Packrat parser dependency analysis memoization optimization
Bryan Ford has written some nice papers on PEG parsers and the packrat algorithm. (Wikipedia on parsers.) In a nutshell, the packrat algorithm for implementing parsers for PEG grammars achieves unlimited lookahead in an input stream with reasonable resources by memoizing the results of specific grammar rules (storing the result of a rule at individual points in the input stream so that the rule is calculated at most once per input position, and usually much less). In his thesis, in section 4.4.2, he lists (among others) an optimization that helps alleviate the large memory requirements of packrat parsers. By analyzing a PEG grammar before using it to parse an input (or before generating a parser) it can be determined that some rules will not call others recursively, and thus can be de-memoized with the parser remaining O(n) (though a bit slower).

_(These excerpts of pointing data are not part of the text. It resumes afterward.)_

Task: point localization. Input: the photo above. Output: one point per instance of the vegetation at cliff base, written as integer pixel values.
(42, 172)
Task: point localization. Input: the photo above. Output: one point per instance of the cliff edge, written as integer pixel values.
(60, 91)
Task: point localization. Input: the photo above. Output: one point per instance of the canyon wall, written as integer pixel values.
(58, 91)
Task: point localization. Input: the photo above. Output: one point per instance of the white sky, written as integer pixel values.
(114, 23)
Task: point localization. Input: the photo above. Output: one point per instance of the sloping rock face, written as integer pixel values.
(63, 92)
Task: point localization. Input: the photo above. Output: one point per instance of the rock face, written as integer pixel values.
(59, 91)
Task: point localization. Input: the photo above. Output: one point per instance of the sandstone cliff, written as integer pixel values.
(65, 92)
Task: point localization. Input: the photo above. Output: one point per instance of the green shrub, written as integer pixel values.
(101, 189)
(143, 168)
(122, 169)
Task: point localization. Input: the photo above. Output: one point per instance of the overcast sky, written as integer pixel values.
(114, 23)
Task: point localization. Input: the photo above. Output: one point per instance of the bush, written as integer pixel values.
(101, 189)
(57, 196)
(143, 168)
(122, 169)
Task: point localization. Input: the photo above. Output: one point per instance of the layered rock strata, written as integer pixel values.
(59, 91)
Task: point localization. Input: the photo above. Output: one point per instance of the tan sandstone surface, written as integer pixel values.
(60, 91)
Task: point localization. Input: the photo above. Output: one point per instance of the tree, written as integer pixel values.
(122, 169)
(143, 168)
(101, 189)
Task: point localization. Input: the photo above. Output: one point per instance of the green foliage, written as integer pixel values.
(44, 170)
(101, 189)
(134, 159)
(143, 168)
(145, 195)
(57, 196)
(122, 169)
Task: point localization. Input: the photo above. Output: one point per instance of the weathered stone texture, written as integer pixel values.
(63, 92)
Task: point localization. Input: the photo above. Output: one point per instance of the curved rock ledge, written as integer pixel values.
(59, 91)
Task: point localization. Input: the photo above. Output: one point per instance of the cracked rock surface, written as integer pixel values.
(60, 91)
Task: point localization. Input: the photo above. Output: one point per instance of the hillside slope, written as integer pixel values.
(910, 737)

This is a good start. But another optimization I don’t see mentioned anywhere (possibly because it doesn’t apply to a parser implemented in Haskell) is to perform an analysis on rules to automatically determine backtracking scopes. Once certain rules complete sucessfully (usually medium level rules, like “statement” in grammar for a C-like language) it should be possible to guarantee that a whole class of lower-level ones (lexing rules, often) will not be called again on a position inside of the text included in the high-level rule. By grouping rules’ memoization into related structures, it should be possible to easily and quickly free large block of intermediate results as these higher-level statements are matched.
This analysis would be pretty obvious in certain places for a human to give hints about. Whether it’s possible for the parser (or parser compiler) to perform this analysis usefully, I’m not sure.
November 2nd, 2006 at 13:45
I hope you’re still alive, and just busy.